Tours

Les 3 priorités du nouveau procureur de Tours

Il s’appelle Grégoire Dulin.

L’arrivée d’un nouveau procureur est un moment très protocolaire : préfète, élus, représentants des forces de l’ordre, avocats… Tout ce petit monde massé dans la grande salle des assises du tribunal de grande instance de Tours vendredi 26 avril dès 14h. Une audience de près d’1h30 conclue par un pot dans les coursives du palais de justice. Tout cela pour l’arrivée de Grégoire Dulin, « le plus jeune procureur nommé à Tours à ce jour » (il a 43 ans). L’homme prend la suite de Jean-Luc Beck, jeune retraité resté en poste pendant cinq ans.

Passé par le sud de la France (Marseille et Aix-en-Provence) ou encore par Villefranche-sur-Saône, Grégoire Dulin s’est fait remarquer depuis 2017 au ministère de l’intérieur : il était le conseiller justice des ministres Gérard Collomb puis Christophe Castaner, dont on le dit proche. Son arrivée ne s’est pas faite sans polémique, un recours ayant été déposé mais finalement rejeté car sa candidature aurait été privilégiée au détriment d’autres dossiers.

Officiellement à Tours depuis fin mars, « il a apporté une réelle vision avec une modification des pratiques » témoigne-t-on déjà parmi les magistrats tourangeaux. Son « déterminisme » ou son « énergie évidente » semblent également des points positifs.

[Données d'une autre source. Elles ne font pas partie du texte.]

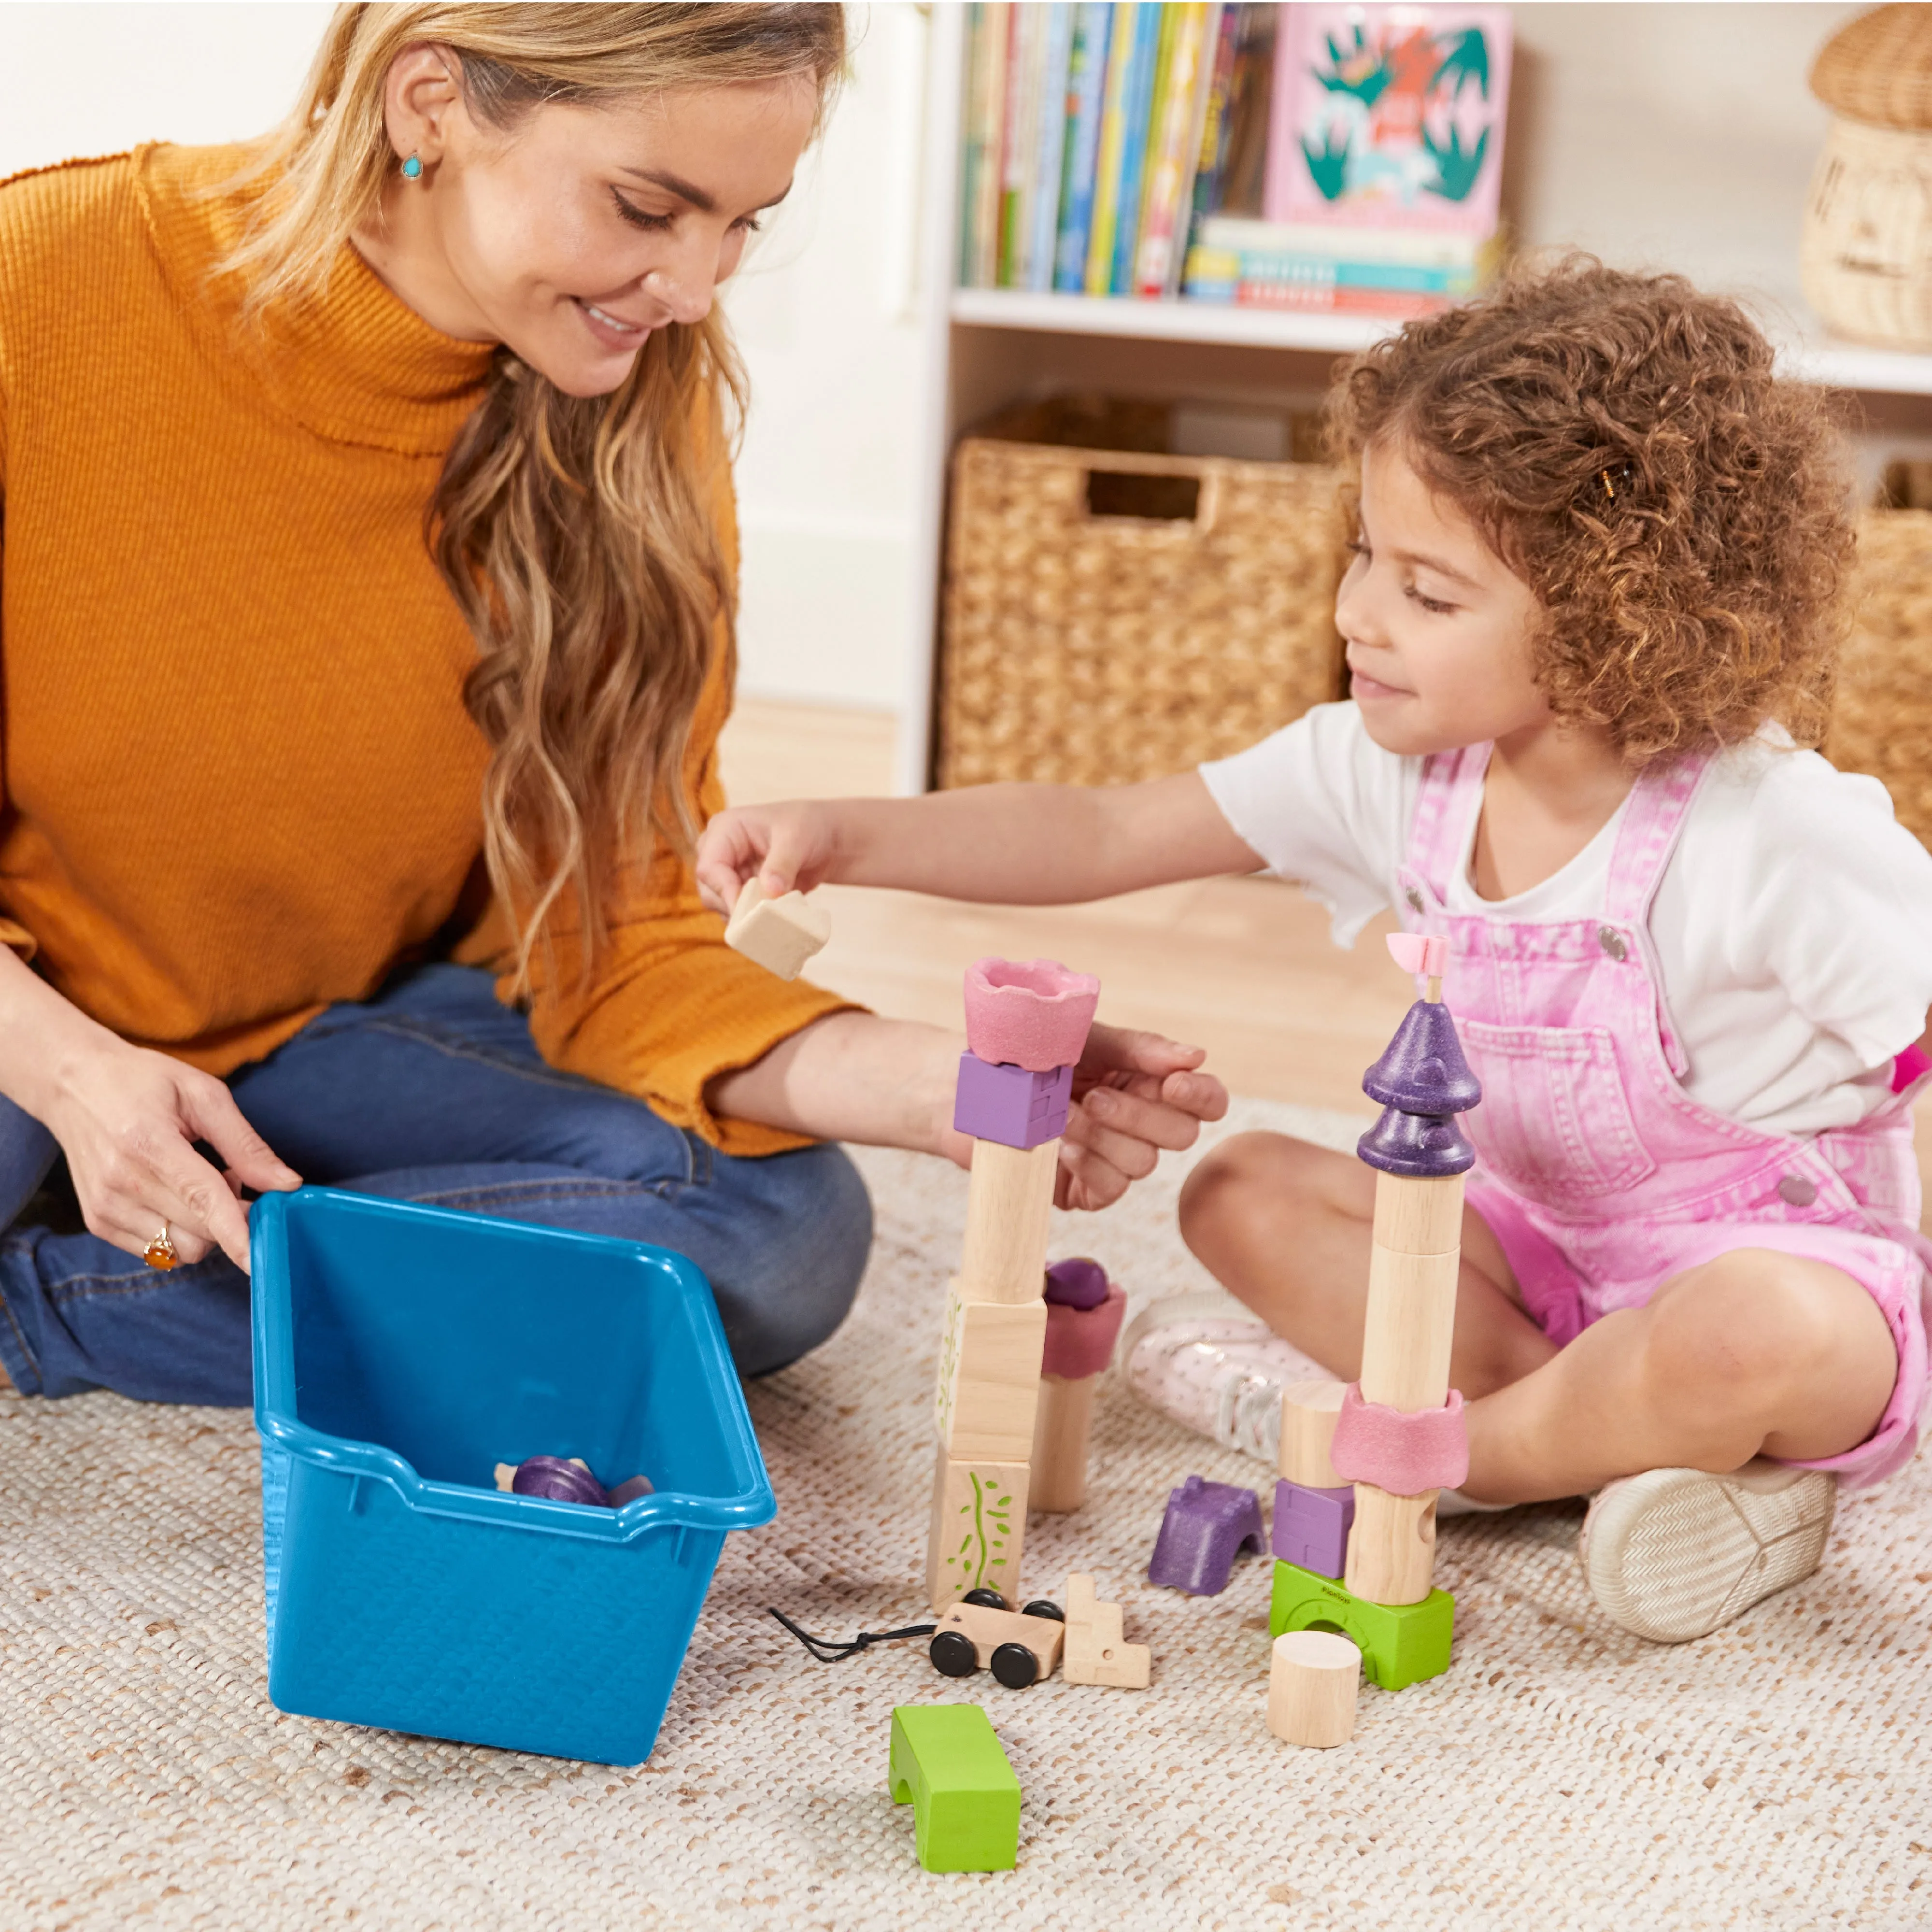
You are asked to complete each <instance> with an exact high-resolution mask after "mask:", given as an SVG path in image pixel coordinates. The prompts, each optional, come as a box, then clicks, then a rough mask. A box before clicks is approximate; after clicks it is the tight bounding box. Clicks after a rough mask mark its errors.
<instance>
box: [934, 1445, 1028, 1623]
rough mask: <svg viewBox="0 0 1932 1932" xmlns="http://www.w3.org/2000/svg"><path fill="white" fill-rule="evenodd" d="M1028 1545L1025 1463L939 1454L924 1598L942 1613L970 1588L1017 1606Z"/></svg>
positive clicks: (934, 1474) (935, 1485) (955, 1601)
mask: <svg viewBox="0 0 1932 1932" xmlns="http://www.w3.org/2000/svg"><path fill="white" fill-rule="evenodd" d="M1024 1542H1026V1464H1024V1463H962V1461H956V1459H954V1457H949V1455H947V1453H945V1449H941V1451H939V1466H937V1470H935V1472H933V1517H931V1526H929V1530H927V1540H925V1596H927V1602H929V1604H931V1605H933V1609H935V1611H937V1609H945V1607H947V1604H952V1602H956V1600H958V1598H962V1596H964V1594H966V1592H968V1590H999V1594H1001V1596H1003V1598H1007V1602H1009V1604H1016V1602H1020V1548H1022V1544H1024Z"/></svg>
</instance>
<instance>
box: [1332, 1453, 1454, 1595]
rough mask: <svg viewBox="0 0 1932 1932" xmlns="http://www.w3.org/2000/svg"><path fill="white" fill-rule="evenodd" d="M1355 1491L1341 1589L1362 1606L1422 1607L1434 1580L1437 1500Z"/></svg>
mask: <svg viewBox="0 0 1932 1932" xmlns="http://www.w3.org/2000/svg"><path fill="white" fill-rule="evenodd" d="M1439 1493H1441V1492H1439V1490H1426V1492H1424V1493H1422V1495H1389V1492H1387V1490H1378V1488H1376V1486H1374V1484H1372V1482H1358V1484H1356V1486H1354V1528H1350V1530H1349V1567H1347V1569H1345V1571H1343V1586H1345V1588H1347V1592H1349V1594H1350V1596H1358V1598H1362V1602H1364V1604H1420V1602H1422V1598H1426V1596H1428V1594H1430V1588H1432V1584H1434V1580H1435V1497H1437V1495H1439Z"/></svg>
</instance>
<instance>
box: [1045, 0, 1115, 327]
mask: <svg viewBox="0 0 1932 1932" xmlns="http://www.w3.org/2000/svg"><path fill="white" fill-rule="evenodd" d="M1111 27H1113V6H1111V4H1109V0H1082V4H1080V6H1076V8H1074V37H1072V46H1070V48H1068V54H1066V143H1065V155H1063V158H1061V178H1063V187H1061V226H1059V234H1057V236H1055V241H1053V286H1055V288H1057V290H1063V292H1065V294H1070V296H1078V294H1080V290H1082V288H1086V255H1088V234H1090V232H1092V226H1094V170H1095V164H1097V160H1099V110H1101V93H1103V89H1105V85H1107V41H1109V31H1111Z"/></svg>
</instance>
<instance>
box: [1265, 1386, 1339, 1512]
mask: <svg viewBox="0 0 1932 1932" xmlns="http://www.w3.org/2000/svg"><path fill="white" fill-rule="evenodd" d="M1347 1393H1349V1385H1347V1383H1343V1381H1294V1383H1289V1387H1287V1389H1283V1391H1281V1461H1279V1464H1277V1468H1279V1474H1281V1476H1283V1478H1287V1480H1289V1482H1298V1484H1300V1486H1302V1488H1304V1490H1339V1488H1341V1486H1343V1484H1345V1482H1347V1480H1349V1478H1347V1476H1337V1474H1335V1464H1333V1463H1331V1461H1329V1459H1327V1453H1329V1443H1331V1441H1335V1418H1337V1416H1339V1414H1341V1399H1343V1397H1345V1395H1347Z"/></svg>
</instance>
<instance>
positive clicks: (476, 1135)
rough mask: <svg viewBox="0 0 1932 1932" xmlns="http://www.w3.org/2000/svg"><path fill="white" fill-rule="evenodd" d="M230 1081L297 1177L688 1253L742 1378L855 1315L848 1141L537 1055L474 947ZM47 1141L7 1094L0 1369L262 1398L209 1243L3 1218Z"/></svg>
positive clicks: (2, 1189)
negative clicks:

Grégoire Dulin arrive donc avec son style dans un tribunal en pleine transformation :

  • Il est en travaux jusqu’en 2020 (un grand trou remplace actuellement la salle des pas perdus en attendant l’inauguration d’un nouvel accueil au public cet été)
  • On manque de postes de juges des enfants ou au greffe
  • La présidente Catherine Jean-Pierre Cléva partira à la retraite dans quelques semaines
  • La maison d’arrêt est pleine à craquer avec un taux de surpopulation de 152%

Le nouvel homme fort de la justice tourangelle fixe donc ses priorités : « une politique pénale visible et cohérente éviter les temps morts judiciaires et une réponse pénale de qualité comprise par tous. » Parmi ses objectifs : raccourcir les délais entre les délits et les procès, les convocations étant actuellement fixées pour fin 2019-début 2020. Selon lui, trop attendre « crée un sentiment d’impunité chez l’auteur » et frustre également les victimes. Grégoire Dulin espère en parallèle trouver des solutions pour raccourcir les enquêtes et augmenter encore le taux de comparutions immédiates pour des délits comme les atteintes aux personnes et aux biens.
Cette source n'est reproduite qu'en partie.